I fully support placing a Christmas tree at Queen's Park, on Parliament Hill, at the White House, and on virtually every other piece of public property in the world.  I also have no issue with a manger.  I believe that all of these places should also have a hannukiyah and a sukkah at the proper times.

This is not a statement of communal support of one faith to the exclusion of others, or of faith in general to the exclusion of atheism.  It is a reminder that we speak 80 languages in our home city.  It is a reminder that we should share in each other's happiness as a community.  It is a reminder that even though some people do not care about Christmas, some other people might.  I share in their joy.  Please, offer me a cup of egg nog.  I will say a b'rakhah (blessing) on it, and share a toast with you.  I invite you to share in my joy.  As for all of these public places, they share in our joy communally.  They remind us that we live together as neighbours despite our differences.  They should remind all of us that Queen's Park, Parliament Hill, and the White House should not be places that are only about politics.  They are about people, and should not be devoid of the symbols that people find important.
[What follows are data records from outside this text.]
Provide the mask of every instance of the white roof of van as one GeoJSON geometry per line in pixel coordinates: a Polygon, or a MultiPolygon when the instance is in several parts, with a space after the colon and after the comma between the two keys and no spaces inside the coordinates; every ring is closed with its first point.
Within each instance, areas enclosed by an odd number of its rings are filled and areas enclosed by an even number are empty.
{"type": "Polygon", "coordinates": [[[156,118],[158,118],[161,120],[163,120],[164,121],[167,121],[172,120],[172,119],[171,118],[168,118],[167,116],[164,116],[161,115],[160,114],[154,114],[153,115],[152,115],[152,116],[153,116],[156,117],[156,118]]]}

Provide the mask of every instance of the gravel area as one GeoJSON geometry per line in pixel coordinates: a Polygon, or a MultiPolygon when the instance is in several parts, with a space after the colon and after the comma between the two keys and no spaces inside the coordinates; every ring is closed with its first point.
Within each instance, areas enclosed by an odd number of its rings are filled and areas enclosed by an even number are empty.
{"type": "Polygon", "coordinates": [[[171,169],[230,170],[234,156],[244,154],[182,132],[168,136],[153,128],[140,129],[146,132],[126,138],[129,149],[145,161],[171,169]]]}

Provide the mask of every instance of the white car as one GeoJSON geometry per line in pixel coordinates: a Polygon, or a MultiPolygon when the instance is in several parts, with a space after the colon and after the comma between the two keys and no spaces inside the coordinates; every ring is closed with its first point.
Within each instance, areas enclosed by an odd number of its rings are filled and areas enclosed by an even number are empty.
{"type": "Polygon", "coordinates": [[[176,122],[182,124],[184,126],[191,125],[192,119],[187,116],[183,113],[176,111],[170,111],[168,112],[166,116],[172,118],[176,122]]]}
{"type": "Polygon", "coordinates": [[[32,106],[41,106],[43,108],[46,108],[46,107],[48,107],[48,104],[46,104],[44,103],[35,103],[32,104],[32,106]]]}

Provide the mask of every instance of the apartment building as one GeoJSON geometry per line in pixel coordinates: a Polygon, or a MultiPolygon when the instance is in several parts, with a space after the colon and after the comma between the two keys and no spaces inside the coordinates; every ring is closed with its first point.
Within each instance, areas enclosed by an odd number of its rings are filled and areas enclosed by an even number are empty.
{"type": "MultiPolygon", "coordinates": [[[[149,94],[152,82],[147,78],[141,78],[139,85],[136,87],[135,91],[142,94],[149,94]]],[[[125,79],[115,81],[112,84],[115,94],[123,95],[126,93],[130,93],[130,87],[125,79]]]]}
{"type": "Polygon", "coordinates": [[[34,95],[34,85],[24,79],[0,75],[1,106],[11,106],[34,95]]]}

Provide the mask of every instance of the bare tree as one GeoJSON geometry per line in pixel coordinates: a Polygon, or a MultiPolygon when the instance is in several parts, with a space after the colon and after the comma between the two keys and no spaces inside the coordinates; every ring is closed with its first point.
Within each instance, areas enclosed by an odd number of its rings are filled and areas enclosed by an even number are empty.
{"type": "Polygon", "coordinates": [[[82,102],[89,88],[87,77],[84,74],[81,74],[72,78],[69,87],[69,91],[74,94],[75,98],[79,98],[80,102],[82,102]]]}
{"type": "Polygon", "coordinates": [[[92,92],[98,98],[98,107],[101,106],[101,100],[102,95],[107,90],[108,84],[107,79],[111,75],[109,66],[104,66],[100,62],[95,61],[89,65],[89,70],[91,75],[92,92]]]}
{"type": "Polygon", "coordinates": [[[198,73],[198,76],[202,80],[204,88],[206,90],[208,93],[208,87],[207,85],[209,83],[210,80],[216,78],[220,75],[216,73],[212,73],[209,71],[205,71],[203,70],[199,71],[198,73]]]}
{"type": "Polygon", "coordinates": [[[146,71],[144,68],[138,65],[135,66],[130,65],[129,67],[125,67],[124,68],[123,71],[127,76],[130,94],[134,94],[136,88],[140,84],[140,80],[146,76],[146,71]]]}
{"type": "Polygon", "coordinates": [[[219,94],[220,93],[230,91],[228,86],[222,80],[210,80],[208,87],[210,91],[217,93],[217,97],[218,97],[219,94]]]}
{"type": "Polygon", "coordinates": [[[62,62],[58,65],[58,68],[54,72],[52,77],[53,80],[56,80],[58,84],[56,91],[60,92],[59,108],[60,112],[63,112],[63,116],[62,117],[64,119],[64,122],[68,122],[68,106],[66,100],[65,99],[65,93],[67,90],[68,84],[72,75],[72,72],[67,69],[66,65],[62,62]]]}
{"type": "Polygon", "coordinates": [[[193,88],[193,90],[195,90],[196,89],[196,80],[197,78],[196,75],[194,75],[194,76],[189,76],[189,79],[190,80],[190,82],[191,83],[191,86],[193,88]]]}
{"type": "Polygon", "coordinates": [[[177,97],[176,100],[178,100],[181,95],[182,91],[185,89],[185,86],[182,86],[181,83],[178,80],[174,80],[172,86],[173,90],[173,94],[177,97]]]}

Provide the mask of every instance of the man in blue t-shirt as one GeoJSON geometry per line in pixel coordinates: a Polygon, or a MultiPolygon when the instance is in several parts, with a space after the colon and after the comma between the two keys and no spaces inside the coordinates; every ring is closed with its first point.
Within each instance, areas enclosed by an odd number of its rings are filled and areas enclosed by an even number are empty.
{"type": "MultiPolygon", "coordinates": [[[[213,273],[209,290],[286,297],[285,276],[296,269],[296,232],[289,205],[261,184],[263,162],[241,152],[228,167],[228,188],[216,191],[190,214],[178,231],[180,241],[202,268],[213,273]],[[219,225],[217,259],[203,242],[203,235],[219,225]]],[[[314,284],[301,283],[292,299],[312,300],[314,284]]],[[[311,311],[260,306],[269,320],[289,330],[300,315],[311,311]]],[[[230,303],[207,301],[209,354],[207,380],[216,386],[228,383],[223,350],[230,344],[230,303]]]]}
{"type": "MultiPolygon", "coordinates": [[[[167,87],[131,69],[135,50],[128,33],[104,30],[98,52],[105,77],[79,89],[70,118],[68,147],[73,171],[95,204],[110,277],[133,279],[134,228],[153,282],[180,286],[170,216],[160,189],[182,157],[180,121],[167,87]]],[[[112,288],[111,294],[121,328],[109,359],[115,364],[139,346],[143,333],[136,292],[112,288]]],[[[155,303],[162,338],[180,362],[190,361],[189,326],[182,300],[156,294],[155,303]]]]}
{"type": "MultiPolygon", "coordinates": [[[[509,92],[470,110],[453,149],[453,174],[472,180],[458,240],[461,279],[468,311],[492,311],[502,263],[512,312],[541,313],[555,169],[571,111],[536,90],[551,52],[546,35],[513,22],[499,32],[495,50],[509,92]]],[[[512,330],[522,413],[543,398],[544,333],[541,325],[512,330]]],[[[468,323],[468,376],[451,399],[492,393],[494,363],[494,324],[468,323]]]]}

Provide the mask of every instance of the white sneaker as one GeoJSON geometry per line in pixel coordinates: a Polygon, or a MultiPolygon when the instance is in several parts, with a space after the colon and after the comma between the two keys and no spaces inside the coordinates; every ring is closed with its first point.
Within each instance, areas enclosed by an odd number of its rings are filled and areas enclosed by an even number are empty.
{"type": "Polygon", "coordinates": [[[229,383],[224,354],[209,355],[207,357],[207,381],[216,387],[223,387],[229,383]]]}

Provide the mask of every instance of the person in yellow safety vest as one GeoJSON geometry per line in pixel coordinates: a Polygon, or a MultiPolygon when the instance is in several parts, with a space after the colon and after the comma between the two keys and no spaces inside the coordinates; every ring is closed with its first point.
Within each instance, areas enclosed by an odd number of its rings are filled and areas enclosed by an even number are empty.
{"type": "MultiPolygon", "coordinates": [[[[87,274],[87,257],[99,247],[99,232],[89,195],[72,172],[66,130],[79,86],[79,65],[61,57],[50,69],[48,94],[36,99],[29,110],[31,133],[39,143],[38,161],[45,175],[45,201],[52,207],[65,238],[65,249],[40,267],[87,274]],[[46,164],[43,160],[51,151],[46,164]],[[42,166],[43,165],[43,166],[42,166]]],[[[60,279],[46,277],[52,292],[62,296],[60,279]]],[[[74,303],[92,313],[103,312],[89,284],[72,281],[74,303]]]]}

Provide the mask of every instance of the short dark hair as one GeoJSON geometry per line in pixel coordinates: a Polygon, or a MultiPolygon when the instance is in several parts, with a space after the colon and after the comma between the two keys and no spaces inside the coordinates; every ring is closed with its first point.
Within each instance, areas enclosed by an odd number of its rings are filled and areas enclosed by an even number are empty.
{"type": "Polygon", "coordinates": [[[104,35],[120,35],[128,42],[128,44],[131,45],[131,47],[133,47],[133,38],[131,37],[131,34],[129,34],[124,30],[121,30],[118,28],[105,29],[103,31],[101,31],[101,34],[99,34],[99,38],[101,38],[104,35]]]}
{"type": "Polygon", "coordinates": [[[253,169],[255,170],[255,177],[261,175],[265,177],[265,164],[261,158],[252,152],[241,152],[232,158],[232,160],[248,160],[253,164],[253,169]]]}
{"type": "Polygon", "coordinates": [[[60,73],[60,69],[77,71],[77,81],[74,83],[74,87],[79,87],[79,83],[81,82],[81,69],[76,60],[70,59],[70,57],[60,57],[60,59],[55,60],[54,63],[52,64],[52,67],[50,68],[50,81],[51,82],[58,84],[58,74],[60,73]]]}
On an aside, the sukkah is a much more potent Jewish symbol.  Hannukah does not hold a candle to Christmas in terms of deeper meaning of the holiday to the respective faith groups (pun intented).  A communal hannukiyah is wonderful, but I would much prefer to see a communal sukkah.

To my Christian friends out there, I wish you all of the joy and holiness Christmas should bring you.  And if you wish me a Merry Christmas because you do not immediately recognize me as Jewish, thank you for the sentiment, even if I cannot enjoy the holiday.



  1. Hi honey. We have a parve egg nog made of coconut milk in the fridge. I'me saving it for when I come home. Want to share it with me?

  2. I would love to share it with you. Shall we toast Tu biShevat?